From the current experiment, we could identify several future research directions.

Our problem is highly imbalanced for the hypotension class; thus, the model tends to be fitted to the normal class. As a consequence, it is hard to achieve good performance for the hypotension class. More specifically, our model does not cover hypotension samples, resulting in low recall. The low recall indicates that many patients who suffer hypotension later show no difference 5 min later compared to normal patients. This arguably suggests that the 5 min delay was too long, or that our feature engineering was insufficient. In future work, we will compromise the delay by checking the time point when differences between hypotension class and normal class are maximized.

From the feature importance, we found that the IBP values themselves were lower in hypotension than in the normal class. From this observation, more sophisticated statistical features can improve the performance. p-Values corresponding to a certain one-side test statistic will tell the difference in the distributions of IBP in normal and hypotension classes. These p-values indicate how a large portion of the data is lower than the threshold. We aim to vary the threshold to improve the performance.
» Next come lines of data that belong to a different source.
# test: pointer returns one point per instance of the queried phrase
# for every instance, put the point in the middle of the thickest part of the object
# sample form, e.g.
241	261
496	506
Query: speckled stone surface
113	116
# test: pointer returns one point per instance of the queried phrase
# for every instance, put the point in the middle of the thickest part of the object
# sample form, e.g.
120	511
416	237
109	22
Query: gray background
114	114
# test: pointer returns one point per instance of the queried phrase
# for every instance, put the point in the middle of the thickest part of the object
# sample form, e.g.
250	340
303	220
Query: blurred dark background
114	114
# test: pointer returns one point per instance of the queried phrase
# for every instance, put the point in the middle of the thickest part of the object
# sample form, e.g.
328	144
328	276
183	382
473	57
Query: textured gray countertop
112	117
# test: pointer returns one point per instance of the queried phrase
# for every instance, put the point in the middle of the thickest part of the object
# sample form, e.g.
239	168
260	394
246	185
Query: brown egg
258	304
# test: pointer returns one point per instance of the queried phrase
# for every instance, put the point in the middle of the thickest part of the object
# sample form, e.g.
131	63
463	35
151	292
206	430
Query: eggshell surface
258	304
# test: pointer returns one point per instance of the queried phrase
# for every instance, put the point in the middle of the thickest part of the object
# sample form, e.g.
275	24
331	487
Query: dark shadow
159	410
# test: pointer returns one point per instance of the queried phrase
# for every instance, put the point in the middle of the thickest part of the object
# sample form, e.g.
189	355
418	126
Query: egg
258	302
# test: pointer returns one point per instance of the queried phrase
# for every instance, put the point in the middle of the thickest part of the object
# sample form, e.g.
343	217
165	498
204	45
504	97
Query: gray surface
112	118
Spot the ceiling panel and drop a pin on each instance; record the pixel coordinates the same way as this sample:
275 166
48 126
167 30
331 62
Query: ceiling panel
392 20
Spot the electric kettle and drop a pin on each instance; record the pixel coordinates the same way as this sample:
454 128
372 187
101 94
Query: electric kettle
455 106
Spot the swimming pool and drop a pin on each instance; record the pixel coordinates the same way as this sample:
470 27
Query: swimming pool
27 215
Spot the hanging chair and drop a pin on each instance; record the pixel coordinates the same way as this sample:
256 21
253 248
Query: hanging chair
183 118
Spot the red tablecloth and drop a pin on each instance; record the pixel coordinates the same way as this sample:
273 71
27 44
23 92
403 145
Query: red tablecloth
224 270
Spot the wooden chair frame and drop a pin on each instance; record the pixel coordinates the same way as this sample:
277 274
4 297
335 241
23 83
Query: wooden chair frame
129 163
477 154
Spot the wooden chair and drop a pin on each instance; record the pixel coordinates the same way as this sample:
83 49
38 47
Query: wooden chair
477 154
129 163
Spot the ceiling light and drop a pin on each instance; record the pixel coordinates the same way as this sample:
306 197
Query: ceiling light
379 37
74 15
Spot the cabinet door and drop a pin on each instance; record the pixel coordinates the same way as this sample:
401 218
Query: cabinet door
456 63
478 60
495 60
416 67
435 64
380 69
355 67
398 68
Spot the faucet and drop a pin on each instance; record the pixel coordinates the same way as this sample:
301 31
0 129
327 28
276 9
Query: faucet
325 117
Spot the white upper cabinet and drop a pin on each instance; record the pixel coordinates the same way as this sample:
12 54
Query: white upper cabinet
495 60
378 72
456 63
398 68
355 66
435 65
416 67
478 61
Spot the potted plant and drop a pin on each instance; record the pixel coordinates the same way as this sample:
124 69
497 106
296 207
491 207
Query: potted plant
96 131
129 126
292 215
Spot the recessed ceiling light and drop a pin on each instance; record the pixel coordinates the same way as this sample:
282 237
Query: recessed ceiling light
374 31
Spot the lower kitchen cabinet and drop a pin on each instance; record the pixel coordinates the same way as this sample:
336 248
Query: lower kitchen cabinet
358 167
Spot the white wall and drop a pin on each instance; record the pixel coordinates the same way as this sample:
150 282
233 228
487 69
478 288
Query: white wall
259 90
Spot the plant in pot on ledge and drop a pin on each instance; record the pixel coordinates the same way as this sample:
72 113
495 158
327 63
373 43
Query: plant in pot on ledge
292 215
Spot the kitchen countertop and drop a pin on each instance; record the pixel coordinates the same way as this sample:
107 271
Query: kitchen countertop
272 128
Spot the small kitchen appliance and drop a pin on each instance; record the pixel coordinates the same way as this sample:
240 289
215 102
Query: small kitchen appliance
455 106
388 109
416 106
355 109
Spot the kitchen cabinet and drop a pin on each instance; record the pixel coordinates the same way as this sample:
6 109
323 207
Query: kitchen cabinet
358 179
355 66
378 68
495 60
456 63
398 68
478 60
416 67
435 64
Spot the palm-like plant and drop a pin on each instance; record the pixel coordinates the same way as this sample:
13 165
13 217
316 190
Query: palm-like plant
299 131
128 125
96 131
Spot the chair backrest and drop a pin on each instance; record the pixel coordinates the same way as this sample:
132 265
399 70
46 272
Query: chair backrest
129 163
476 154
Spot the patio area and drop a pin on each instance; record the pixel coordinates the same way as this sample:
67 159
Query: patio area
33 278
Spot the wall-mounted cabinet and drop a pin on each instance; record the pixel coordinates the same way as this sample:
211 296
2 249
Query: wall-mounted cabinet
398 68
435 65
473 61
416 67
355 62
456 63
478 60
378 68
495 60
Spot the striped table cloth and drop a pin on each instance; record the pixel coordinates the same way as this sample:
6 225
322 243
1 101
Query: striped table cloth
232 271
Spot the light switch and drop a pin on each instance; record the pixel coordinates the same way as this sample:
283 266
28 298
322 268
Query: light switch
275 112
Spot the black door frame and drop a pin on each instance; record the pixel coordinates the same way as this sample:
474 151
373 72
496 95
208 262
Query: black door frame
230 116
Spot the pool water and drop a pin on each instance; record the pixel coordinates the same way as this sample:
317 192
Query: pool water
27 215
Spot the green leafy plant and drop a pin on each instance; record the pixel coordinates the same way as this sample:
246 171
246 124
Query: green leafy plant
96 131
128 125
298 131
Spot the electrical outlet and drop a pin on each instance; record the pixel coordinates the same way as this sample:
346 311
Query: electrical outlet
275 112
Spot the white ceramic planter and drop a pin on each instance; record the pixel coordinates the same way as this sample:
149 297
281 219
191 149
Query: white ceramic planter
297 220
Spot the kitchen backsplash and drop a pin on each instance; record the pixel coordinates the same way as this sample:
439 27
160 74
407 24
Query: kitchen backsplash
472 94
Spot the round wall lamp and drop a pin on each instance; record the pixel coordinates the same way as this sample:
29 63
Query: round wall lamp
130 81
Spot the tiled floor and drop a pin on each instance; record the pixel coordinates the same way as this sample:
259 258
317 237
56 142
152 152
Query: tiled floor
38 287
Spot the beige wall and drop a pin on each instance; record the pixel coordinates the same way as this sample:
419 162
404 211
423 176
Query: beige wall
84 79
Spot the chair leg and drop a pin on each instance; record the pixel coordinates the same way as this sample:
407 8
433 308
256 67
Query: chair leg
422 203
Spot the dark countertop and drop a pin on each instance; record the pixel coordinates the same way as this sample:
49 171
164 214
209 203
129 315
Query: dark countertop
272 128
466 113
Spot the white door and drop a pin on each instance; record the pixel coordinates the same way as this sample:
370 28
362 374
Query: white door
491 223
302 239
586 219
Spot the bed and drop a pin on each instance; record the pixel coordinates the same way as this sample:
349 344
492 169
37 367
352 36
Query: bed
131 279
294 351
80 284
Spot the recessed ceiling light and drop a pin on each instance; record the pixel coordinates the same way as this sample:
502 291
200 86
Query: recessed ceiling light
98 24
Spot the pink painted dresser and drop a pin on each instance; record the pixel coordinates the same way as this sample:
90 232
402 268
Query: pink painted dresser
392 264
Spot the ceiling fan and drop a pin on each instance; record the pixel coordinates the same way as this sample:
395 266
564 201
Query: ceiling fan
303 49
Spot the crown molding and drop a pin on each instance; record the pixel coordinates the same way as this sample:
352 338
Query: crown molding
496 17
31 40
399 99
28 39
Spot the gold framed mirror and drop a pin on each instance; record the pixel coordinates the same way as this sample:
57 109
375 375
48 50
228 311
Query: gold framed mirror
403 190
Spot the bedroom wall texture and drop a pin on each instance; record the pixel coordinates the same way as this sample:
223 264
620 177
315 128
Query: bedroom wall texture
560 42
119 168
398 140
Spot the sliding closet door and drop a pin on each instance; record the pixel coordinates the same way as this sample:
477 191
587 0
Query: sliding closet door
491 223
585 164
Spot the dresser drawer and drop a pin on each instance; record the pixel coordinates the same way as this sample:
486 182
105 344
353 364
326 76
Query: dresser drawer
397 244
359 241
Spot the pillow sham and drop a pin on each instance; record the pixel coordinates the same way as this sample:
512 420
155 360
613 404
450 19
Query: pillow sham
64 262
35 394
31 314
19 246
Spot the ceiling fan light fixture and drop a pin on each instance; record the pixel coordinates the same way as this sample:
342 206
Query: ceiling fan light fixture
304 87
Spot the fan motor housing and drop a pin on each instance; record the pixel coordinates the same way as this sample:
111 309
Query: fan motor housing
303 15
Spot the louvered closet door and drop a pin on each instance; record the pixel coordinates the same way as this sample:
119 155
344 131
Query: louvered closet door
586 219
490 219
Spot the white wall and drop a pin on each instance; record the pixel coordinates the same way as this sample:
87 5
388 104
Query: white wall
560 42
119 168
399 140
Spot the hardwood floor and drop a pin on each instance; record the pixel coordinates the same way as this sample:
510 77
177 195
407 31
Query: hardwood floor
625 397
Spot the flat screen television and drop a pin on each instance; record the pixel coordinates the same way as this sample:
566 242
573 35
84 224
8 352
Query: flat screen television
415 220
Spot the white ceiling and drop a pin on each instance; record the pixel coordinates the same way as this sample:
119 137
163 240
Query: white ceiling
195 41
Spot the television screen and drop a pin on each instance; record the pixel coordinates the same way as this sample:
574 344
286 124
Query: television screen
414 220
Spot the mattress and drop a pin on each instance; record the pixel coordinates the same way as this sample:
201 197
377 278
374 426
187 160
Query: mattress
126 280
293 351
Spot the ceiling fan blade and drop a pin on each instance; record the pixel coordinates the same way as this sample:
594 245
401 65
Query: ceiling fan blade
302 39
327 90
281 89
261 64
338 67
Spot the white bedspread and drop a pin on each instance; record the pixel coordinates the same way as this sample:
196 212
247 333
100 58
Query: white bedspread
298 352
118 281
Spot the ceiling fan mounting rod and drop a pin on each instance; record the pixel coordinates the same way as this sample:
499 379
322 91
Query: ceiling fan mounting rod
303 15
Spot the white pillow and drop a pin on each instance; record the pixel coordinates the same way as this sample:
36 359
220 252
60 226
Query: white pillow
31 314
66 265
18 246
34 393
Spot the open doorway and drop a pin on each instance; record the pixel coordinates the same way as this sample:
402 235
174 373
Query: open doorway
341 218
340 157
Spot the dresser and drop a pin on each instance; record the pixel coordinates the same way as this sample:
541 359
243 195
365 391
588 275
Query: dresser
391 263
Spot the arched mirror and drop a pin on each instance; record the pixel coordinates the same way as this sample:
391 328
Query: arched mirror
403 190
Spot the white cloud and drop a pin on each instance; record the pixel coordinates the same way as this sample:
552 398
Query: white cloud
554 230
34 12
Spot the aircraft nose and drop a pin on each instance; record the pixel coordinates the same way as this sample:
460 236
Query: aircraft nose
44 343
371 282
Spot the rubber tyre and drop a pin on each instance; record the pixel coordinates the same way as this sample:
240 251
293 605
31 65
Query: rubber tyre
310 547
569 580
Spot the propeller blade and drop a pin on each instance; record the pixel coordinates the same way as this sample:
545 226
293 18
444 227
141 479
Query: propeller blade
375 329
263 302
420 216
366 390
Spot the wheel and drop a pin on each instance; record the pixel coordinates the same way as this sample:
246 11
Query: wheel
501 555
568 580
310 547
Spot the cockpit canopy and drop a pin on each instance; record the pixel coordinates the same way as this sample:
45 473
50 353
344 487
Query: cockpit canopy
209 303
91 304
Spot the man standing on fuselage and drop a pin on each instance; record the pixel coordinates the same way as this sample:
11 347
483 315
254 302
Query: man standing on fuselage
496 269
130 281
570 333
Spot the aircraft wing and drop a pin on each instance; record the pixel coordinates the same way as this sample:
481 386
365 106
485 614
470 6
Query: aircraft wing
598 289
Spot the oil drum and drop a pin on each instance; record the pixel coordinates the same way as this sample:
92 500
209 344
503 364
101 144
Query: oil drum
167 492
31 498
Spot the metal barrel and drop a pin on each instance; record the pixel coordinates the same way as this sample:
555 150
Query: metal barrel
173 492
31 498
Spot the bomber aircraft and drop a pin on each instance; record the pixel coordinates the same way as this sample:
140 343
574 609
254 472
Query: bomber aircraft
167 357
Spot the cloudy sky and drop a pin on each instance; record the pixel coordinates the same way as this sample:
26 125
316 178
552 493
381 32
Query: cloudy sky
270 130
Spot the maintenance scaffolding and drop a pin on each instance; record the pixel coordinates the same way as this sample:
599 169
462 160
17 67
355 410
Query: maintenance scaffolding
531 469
Data were generated with windows of 30 s and 10 s, and features were extracted accordingly. The shorter the windowing interval, the better the performance. Furthermore, the model using all the features among the feature combinations showed the best performance. For future work, we will generate samples with the windowing interval in small units, such as 1 s. Furthermore, we will vary the observation and class observation period and check the performance. The best combination will be derived through the experiment.

Lastly, we will also apply other algorithms, such as deep learning on raw data, or other assemble methods, such as XGboost or stacking based on the same feature sets.